Nonconforming Finite Elements Methods for Nonlinear Elasticity Problems Featuring Finite Deformations and Frictionless Contact Constraints

In this work, motivated by the ambitious goal of simulating e Blow Moulding manufacturing processes, we devise, implement and test a discontinuous Galerkin (dG) framework and a Hybridizable Discontinuous Galerkin (HDG) framework for nonlinear elasticity problems featuring large deformations. The dG framework encompasses compressible and incompressible hyperelastic materials. In order to achieve stability, we combine higher-order lifting operators for the BR2 stabilization term with an adaptive strategy which relies on the BR2 Laplace operator stabilization and a penalty parameter based on the spectrum of the fourth-order elasticity tensor. Dirichlet boundary conditions for the displacement can be imposed by means of Lagrange multipliers and Nitsche method. Efficiency of the solution strategy is achieved by means of state-of-the-art agglomeration based h-multigrid. Several benchmark test cases are proposed to investigate some relevant computational aspects, namely the performance of the h-multigrid iterative solver varying the stabilization parameters and the influence of Dirichlet boundary conditions on Newton's method globalisation strategy.
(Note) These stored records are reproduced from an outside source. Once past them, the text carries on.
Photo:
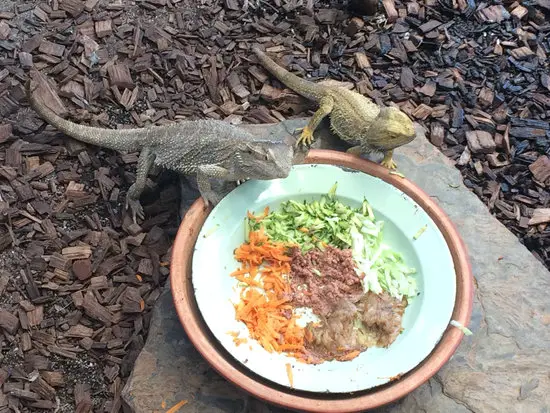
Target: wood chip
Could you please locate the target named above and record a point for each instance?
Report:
(480, 141)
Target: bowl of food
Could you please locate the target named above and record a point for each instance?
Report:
(340, 288)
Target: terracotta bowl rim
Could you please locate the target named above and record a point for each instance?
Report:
(222, 362)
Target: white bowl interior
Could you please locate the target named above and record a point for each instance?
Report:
(425, 318)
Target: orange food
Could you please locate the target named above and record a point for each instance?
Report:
(289, 374)
(264, 307)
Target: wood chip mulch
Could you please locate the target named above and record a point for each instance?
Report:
(78, 279)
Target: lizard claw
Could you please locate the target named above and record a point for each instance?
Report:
(389, 163)
(306, 137)
(135, 209)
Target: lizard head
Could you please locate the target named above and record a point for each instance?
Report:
(392, 128)
(265, 160)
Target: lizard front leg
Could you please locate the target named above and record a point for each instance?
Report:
(325, 107)
(204, 174)
(145, 163)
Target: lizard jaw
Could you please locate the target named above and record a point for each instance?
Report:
(242, 181)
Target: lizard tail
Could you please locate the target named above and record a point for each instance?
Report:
(124, 139)
(304, 87)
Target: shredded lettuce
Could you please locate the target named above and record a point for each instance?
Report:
(328, 221)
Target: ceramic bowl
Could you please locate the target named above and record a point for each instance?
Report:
(202, 260)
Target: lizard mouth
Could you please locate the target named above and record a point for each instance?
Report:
(242, 181)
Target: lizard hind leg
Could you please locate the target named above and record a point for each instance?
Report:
(388, 161)
(204, 174)
(355, 150)
(145, 163)
(325, 107)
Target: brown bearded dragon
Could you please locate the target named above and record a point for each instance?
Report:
(353, 117)
(204, 148)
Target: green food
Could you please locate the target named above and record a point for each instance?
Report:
(315, 224)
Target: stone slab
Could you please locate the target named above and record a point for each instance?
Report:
(504, 367)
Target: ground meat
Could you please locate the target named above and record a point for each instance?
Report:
(373, 321)
(382, 315)
(320, 279)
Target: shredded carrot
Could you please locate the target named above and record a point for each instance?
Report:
(264, 307)
(289, 374)
(176, 407)
(239, 341)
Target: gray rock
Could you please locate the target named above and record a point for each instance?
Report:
(503, 367)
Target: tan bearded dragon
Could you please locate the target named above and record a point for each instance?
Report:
(204, 148)
(353, 117)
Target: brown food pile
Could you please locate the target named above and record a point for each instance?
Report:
(375, 320)
(351, 321)
(337, 280)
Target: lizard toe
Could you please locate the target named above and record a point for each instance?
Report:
(390, 164)
(136, 210)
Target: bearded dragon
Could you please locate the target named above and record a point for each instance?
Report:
(203, 148)
(353, 117)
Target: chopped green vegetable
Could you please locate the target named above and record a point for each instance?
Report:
(313, 224)
(328, 221)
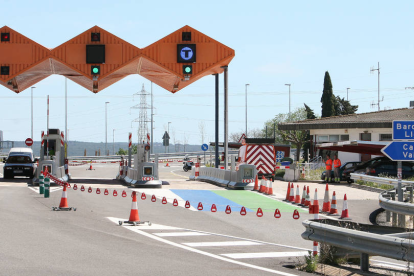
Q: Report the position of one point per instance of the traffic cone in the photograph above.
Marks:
(297, 197)
(307, 200)
(270, 189)
(64, 199)
(326, 204)
(345, 214)
(256, 184)
(303, 196)
(288, 192)
(63, 206)
(292, 194)
(333, 210)
(134, 216)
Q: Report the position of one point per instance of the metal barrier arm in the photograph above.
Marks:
(368, 243)
(404, 208)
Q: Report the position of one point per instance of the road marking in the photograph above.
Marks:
(137, 230)
(52, 189)
(228, 243)
(265, 255)
(180, 234)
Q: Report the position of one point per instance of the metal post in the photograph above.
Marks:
(246, 108)
(226, 116)
(32, 114)
(216, 150)
(364, 263)
(152, 122)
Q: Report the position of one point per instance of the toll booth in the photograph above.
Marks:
(52, 154)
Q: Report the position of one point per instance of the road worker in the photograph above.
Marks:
(337, 166)
(328, 165)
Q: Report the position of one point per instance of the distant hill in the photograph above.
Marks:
(76, 148)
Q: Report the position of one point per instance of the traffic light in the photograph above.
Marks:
(95, 37)
(5, 70)
(95, 69)
(187, 69)
(5, 37)
(186, 53)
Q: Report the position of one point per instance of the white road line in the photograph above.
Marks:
(229, 243)
(136, 230)
(180, 234)
(265, 255)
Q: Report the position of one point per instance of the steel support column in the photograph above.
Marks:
(216, 150)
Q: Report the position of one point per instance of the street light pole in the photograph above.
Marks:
(106, 126)
(168, 135)
(113, 142)
(288, 84)
(32, 114)
(246, 109)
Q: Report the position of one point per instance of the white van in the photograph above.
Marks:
(20, 162)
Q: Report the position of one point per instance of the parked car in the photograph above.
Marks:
(20, 162)
(346, 174)
(388, 168)
(344, 166)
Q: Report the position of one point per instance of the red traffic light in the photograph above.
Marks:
(5, 37)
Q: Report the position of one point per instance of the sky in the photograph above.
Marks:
(275, 43)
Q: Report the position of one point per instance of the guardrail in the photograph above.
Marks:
(379, 180)
(364, 242)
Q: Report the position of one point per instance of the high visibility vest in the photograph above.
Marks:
(328, 164)
(337, 163)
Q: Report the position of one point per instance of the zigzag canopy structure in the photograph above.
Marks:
(95, 59)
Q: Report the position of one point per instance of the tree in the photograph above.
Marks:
(296, 137)
(328, 98)
(344, 107)
(306, 146)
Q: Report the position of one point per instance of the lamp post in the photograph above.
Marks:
(113, 142)
(106, 126)
(288, 84)
(246, 108)
(168, 135)
(32, 112)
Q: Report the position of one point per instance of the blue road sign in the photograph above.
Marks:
(399, 151)
(402, 130)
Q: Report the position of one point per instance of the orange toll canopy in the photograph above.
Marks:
(95, 59)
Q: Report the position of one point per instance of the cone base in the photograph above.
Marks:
(63, 208)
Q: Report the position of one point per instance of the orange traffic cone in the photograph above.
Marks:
(334, 210)
(134, 216)
(345, 214)
(307, 200)
(292, 194)
(270, 188)
(302, 202)
(288, 192)
(256, 184)
(63, 206)
(297, 197)
(326, 204)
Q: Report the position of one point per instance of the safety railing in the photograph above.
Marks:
(366, 243)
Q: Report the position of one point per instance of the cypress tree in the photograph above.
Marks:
(328, 99)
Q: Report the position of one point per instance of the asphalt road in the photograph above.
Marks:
(38, 241)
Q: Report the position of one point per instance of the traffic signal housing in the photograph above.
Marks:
(187, 69)
(95, 69)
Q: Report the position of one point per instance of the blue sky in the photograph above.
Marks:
(276, 42)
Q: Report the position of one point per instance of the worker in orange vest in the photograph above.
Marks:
(328, 164)
(337, 165)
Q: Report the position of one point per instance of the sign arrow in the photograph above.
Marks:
(399, 151)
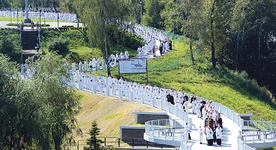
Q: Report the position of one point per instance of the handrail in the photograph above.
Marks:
(153, 102)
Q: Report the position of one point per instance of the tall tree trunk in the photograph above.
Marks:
(212, 36)
(105, 49)
(191, 52)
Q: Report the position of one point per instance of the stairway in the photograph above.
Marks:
(29, 42)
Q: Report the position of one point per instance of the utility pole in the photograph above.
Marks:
(141, 11)
(27, 20)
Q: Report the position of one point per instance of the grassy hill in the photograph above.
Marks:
(233, 89)
(109, 112)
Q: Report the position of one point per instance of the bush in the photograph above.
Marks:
(61, 46)
(10, 45)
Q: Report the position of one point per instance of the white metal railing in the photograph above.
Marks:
(164, 129)
(167, 129)
(243, 146)
(258, 136)
(169, 108)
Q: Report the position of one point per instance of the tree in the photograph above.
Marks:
(93, 141)
(253, 36)
(152, 13)
(101, 16)
(40, 110)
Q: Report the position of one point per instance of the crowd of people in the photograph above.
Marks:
(48, 14)
(155, 41)
(145, 93)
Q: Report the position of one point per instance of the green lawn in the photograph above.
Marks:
(174, 70)
(14, 20)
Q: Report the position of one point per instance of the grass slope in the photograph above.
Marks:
(233, 89)
(109, 112)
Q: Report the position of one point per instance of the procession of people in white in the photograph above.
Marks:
(46, 13)
(143, 93)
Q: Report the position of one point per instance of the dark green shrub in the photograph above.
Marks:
(61, 46)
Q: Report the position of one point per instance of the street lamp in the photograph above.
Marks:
(141, 12)
(57, 11)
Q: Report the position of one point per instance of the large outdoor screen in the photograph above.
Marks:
(133, 65)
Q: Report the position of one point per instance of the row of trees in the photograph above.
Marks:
(238, 33)
(37, 113)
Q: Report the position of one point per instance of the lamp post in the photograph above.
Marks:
(17, 15)
(27, 20)
(27, 9)
(10, 15)
(141, 12)
(57, 11)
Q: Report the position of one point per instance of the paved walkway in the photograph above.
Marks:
(3, 24)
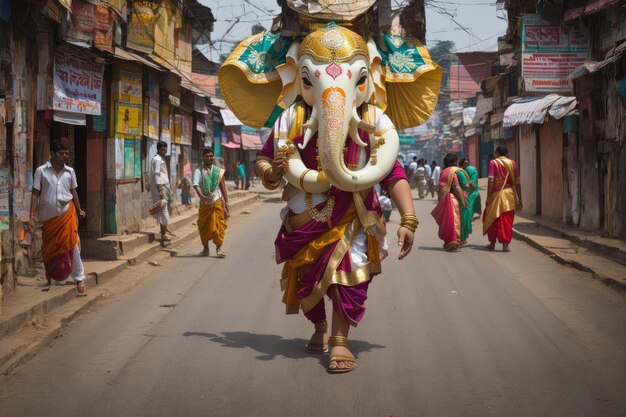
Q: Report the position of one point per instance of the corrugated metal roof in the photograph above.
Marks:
(533, 110)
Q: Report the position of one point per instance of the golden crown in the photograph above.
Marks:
(333, 43)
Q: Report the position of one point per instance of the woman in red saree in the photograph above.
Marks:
(447, 213)
(504, 196)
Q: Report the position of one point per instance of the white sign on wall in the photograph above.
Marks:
(77, 84)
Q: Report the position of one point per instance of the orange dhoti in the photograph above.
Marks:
(60, 237)
(212, 223)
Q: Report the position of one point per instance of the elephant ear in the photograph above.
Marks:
(406, 80)
(250, 82)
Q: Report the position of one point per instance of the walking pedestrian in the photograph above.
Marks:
(241, 175)
(54, 202)
(434, 178)
(452, 199)
(504, 196)
(470, 188)
(160, 190)
(208, 181)
(185, 191)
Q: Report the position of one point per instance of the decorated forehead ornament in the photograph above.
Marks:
(333, 43)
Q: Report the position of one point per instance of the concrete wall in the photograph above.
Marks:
(551, 165)
(95, 183)
(528, 168)
(572, 181)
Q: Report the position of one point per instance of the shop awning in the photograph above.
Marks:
(229, 117)
(530, 110)
(231, 145)
(218, 102)
(251, 141)
(591, 8)
(129, 56)
(592, 66)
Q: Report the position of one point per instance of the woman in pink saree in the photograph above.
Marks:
(447, 213)
(504, 196)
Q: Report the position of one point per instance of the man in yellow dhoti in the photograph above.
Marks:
(208, 181)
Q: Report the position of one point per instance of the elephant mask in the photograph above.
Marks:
(346, 84)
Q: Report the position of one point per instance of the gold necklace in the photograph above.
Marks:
(323, 215)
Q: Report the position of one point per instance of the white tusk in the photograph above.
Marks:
(310, 127)
(353, 130)
(308, 134)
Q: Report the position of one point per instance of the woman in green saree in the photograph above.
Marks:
(473, 198)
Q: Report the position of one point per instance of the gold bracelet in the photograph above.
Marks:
(409, 221)
(267, 183)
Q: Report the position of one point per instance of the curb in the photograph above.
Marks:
(609, 282)
(20, 354)
(23, 353)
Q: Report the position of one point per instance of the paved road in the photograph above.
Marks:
(472, 333)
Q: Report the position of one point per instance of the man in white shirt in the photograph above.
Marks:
(54, 202)
(434, 178)
(160, 189)
(208, 181)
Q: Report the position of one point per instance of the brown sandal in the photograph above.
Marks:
(316, 348)
(348, 360)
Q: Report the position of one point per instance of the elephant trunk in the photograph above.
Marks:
(336, 122)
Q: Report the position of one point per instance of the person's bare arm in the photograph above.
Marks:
(400, 193)
(459, 194)
(199, 192)
(79, 211)
(224, 197)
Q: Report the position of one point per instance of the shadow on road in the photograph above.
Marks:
(433, 248)
(271, 345)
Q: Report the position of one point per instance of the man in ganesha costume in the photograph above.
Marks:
(328, 151)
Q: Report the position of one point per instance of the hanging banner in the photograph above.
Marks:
(550, 53)
(187, 130)
(118, 6)
(153, 105)
(128, 118)
(141, 27)
(178, 128)
(77, 84)
(103, 34)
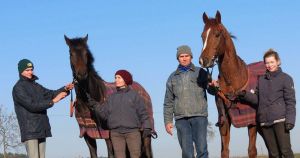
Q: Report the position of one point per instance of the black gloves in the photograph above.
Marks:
(241, 94)
(92, 103)
(289, 126)
(146, 133)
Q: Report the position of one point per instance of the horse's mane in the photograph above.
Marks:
(96, 87)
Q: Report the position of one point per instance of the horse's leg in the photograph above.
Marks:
(146, 148)
(92, 145)
(110, 150)
(252, 132)
(225, 138)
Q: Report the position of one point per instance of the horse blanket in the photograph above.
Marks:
(88, 126)
(242, 114)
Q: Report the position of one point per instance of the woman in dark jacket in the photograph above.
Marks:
(31, 102)
(275, 97)
(125, 113)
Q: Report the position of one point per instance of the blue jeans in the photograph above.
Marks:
(192, 130)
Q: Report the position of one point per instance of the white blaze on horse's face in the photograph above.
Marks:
(205, 43)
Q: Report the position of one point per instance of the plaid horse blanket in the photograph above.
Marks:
(243, 115)
(87, 124)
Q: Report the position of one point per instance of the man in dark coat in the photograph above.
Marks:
(31, 102)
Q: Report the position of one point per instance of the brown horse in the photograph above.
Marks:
(88, 81)
(234, 75)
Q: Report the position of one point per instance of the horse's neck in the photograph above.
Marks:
(233, 70)
(93, 85)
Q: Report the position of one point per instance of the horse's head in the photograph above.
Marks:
(213, 38)
(80, 57)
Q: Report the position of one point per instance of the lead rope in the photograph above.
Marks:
(72, 104)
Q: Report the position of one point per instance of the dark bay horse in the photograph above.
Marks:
(88, 81)
(234, 75)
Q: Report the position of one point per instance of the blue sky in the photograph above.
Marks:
(141, 36)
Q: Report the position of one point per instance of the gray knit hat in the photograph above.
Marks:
(24, 64)
(184, 49)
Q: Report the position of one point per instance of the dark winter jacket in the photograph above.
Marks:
(31, 102)
(275, 97)
(125, 111)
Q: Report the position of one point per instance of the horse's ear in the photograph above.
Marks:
(86, 38)
(218, 17)
(68, 41)
(205, 18)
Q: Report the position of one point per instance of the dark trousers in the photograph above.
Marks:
(277, 140)
(192, 130)
(132, 140)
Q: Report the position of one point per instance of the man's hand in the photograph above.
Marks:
(69, 86)
(59, 96)
(169, 128)
(146, 133)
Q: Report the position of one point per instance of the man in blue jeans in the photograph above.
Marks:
(186, 102)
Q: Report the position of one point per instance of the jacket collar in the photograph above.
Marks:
(192, 68)
(270, 75)
(123, 89)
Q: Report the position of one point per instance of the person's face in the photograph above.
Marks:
(119, 82)
(184, 59)
(28, 73)
(271, 63)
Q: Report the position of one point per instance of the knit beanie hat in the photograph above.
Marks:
(127, 77)
(184, 49)
(24, 64)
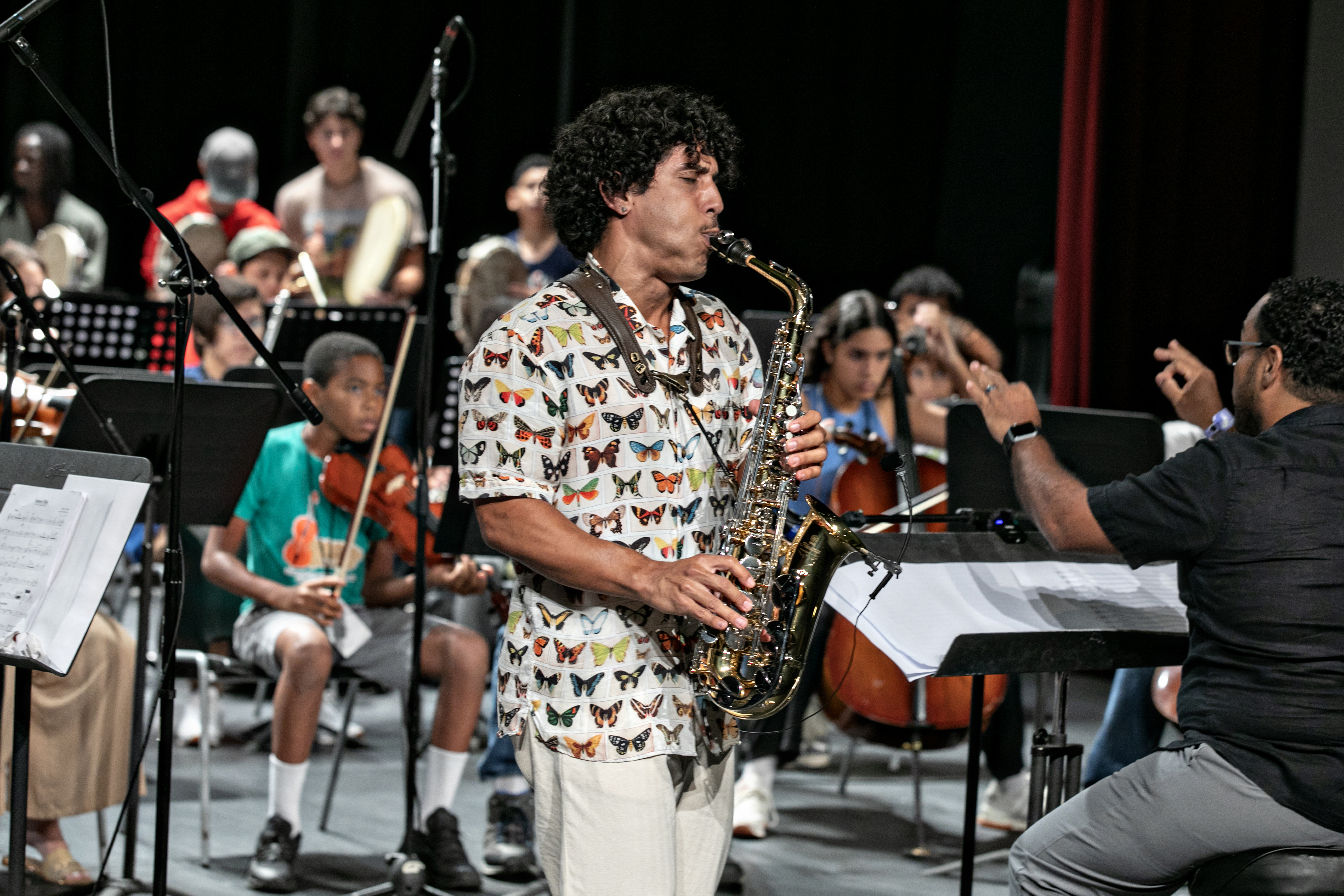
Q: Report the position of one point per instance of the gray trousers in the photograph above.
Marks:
(1147, 828)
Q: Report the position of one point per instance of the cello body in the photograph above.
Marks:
(876, 700)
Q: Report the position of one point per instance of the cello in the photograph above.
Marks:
(876, 700)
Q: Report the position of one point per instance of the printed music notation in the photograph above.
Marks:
(35, 530)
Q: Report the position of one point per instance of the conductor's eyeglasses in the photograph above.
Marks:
(1233, 349)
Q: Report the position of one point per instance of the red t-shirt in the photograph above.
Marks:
(197, 199)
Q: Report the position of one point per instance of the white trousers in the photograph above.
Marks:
(658, 827)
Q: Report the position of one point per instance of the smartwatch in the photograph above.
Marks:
(1019, 433)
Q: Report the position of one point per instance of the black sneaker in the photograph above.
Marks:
(509, 839)
(272, 868)
(441, 851)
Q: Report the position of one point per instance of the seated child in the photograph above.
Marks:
(295, 539)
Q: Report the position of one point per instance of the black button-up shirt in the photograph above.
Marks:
(1257, 526)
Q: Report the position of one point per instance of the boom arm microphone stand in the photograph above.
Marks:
(189, 279)
(408, 872)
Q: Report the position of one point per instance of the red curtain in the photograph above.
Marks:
(1076, 215)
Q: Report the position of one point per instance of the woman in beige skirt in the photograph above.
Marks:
(80, 745)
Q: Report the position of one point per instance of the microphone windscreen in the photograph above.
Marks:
(893, 461)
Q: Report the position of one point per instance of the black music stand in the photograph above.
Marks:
(1052, 757)
(1096, 447)
(228, 426)
(306, 322)
(995, 653)
(108, 330)
(46, 468)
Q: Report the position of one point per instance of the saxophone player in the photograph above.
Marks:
(611, 500)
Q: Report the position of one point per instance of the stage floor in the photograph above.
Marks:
(826, 843)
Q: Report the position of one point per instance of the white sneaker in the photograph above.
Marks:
(1005, 805)
(189, 723)
(331, 715)
(753, 812)
(815, 755)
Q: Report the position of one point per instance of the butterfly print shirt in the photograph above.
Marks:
(549, 413)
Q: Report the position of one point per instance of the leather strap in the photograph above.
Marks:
(596, 293)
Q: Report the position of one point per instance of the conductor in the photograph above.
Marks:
(1256, 520)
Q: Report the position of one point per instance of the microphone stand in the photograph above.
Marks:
(408, 871)
(189, 279)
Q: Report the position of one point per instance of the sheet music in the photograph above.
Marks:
(916, 619)
(37, 528)
(77, 592)
(350, 633)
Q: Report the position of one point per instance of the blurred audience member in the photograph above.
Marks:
(80, 745)
(491, 281)
(218, 339)
(263, 256)
(213, 210)
(536, 240)
(932, 285)
(29, 264)
(44, 167)
(324, 209)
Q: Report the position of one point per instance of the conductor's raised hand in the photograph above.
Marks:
(1003, 404)
(694, 588)
(316, 598)
(1189, 385)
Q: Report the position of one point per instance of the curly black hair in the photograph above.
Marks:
(1305, 318)
(928, 281)
(617, 143)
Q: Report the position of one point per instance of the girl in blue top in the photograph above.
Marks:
(849, 360)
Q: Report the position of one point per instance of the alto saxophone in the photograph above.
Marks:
(753, 672)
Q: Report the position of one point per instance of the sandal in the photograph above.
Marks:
(58, 868)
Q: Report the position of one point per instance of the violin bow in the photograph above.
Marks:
(371, 468)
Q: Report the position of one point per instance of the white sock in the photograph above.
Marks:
(511, 785)
(759, 774)
(445, 773)
(287, 786)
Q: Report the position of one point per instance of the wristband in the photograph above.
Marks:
(1222, 422)
(1019, 433)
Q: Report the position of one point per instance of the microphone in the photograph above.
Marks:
(11, 27)
(455, 27)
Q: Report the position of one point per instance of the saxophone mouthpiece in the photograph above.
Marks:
(732, 248)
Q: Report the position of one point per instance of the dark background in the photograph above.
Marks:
(878, 137)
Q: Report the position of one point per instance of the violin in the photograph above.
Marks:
(384, 491)
(38, 409)
(392, 498)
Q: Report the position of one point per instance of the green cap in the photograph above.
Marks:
(252, 242)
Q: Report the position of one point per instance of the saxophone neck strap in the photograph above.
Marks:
(596, 292)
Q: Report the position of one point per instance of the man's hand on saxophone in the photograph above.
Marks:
(807, 447)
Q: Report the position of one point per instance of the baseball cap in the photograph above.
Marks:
(230, 162)
(252, 242)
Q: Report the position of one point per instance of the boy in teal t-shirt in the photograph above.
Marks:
(295, 541)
The HDG framework is developed to solve nonlinear elasticity problems for compressible materials. Lagrange multipliers are introduced to enforce both Dirichlet boundary conditions and frictionless contact conditions: in particular, we consider the geometrical constraint of non-penetration which ensures that the region of space occupied by a rigid fixed obstacle is precluded to the deforming body. Once the analytical descriptions of obstacles surface boundaries is given, allowing to evaluate normal gap functions, normal vectors and Hessian matrices, an incremental method equipped with an active set strategy provides the ability to capture and follow the contact surface all along the deformation history. Two and three dimensional simulations featuring complex contact surfaces are performed to validate the numerical strategy.